世界を救うため、全体の被害を最小限に抑えるためという絶対の正義を突き詰めた結果、彼をそこに置くことが、システム上最も合理的で美しい『正解』になってしまったのだ。

 

みんなの正しい善意が寸分の狂いもなく噛み合った結果、彼を使い捨てるための完璧な絞首台が、今ここで誰の手も汚さずに美しく完成した。

 

「フン、上等だ。
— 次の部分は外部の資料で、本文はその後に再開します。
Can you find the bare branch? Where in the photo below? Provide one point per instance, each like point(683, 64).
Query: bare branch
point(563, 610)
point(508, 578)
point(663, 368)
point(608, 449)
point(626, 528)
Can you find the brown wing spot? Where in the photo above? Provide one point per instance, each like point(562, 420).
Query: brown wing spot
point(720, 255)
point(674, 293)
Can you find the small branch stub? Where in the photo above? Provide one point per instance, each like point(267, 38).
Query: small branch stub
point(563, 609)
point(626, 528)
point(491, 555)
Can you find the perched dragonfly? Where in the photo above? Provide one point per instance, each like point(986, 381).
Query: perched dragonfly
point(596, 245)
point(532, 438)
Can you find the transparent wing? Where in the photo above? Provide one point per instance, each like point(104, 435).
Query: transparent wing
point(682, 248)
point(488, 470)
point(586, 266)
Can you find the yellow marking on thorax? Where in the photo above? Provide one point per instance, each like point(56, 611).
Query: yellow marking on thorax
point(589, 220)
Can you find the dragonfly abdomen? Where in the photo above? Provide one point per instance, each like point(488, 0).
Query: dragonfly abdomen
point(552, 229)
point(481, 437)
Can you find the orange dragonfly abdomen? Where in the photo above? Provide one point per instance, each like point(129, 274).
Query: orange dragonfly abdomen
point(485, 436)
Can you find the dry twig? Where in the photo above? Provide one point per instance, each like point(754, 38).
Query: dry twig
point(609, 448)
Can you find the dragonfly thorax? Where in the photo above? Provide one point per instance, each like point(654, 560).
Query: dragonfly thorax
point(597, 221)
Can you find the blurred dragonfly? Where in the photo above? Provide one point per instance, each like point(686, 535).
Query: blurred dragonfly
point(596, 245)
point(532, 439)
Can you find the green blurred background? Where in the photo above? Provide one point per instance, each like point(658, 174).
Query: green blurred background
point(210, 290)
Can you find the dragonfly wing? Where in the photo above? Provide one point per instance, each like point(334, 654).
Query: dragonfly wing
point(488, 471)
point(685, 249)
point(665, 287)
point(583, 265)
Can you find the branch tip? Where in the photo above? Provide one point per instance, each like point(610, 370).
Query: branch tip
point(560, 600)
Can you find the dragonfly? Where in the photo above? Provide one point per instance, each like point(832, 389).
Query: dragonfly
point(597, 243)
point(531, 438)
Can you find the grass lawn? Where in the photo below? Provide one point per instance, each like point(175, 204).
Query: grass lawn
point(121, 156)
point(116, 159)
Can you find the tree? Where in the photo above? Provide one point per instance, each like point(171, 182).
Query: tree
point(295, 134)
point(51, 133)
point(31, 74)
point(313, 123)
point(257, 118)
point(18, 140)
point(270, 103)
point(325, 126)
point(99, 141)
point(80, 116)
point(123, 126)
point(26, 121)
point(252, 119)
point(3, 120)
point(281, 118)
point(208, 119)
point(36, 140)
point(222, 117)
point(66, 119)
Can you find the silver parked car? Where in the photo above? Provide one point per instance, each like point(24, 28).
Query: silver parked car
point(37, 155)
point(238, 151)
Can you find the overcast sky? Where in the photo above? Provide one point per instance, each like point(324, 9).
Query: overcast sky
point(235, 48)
最初からそのつもりだよ」

 

腕を組んで冷たい壁に寄りかかっていたあいつは、フッと鼻で笑うと、獰猛で不敵な笑みを浮かべてみせた。

 

画面の最前線に灯る不吉な赤い警告灯が、キミの顔を禍々しく照らし出す。最も死線に近いスリル。どう効率よく敵を噛み砕くかという、圧倒的な戦いのプロセス。

 

その本能だけが、キミの瞳の奥でギラギラと純粋に輝いていた。キミは、自分が消耗品のように扱われるその不条理な配置を、むしろ面白いとさえ言って受け入れている。

 

「……っ」

 

その瞬間、俺の胸の奥で、張り詰めていた神経が嫌な音を立てて軋んだ。

 

張り付いた笑顔の仮面が、焦りで裏返りそうになるのを、奥歯を噛み締めて必死に堪える。手元にある端末を握りしめる指先が、白くなるほど強張っていた。

 

敵の動きは完璧には予想できない。だからこそ、どれだけ不測の事態が起きても耐えうる『最強の肉体』をそこに置く。

 

それは戦術として、システムとして、どこまでも合理的で冷酷な正解だった。誰も何も間違っていない。

 

けれど、俺の心は激しく拒絶していた。

 

前編の戦場で、俺はキミに背中を向けながら、確かに言ったのだ。「君が君らしくいられる戦場を俺が作る」と。

 

王という大義名分からキミを解放して、何も考えずに暴れられる、キミのためだけの優しいシステムを用意してやるのだと、そう決意したはずだった。

 

なのに、どうだ。

 

俺が世界を救うという『結果』を追い求め、完璧な効率を突き詰めた結果、結局俺は、かつてあの赤茶けた荒野で出会った時と全く同じように、キミを「誰かの欲望のために使い捨てにされる兵器の檻」へと、自らの手でハメ込んでしまったのではないか。

 

みんなの正しい善意が集まった結果、あいつを殺すための完璧な絞首台が、今ここで美しく完成してしまった。俺の組んだ数式のせいで。

 

「おい、マスター。何をそんなに怯えたツラしてやがる」

 

キミの獰猛な硝子の瞳が、じっと俺の横顔を見つめていた。すべてを見抜く野生の勘が、俺の押し殺した焦りを見透かしている。その視線が、俺の被った仮面をじりじりと焼き焦がしていくようだった。

 

「……いや。何でもない。配置はこれでいこう」

 

俺は冷たい声を絞り出し、完璧な救世主の笑顔の仮面を被り直した。

 

自分の本当の気持ちを心の奥深くへとさらに押し殺しながら、俺たちは、破滅へと向かうレイシフトのカウントダウンを静かに聞き続けていた。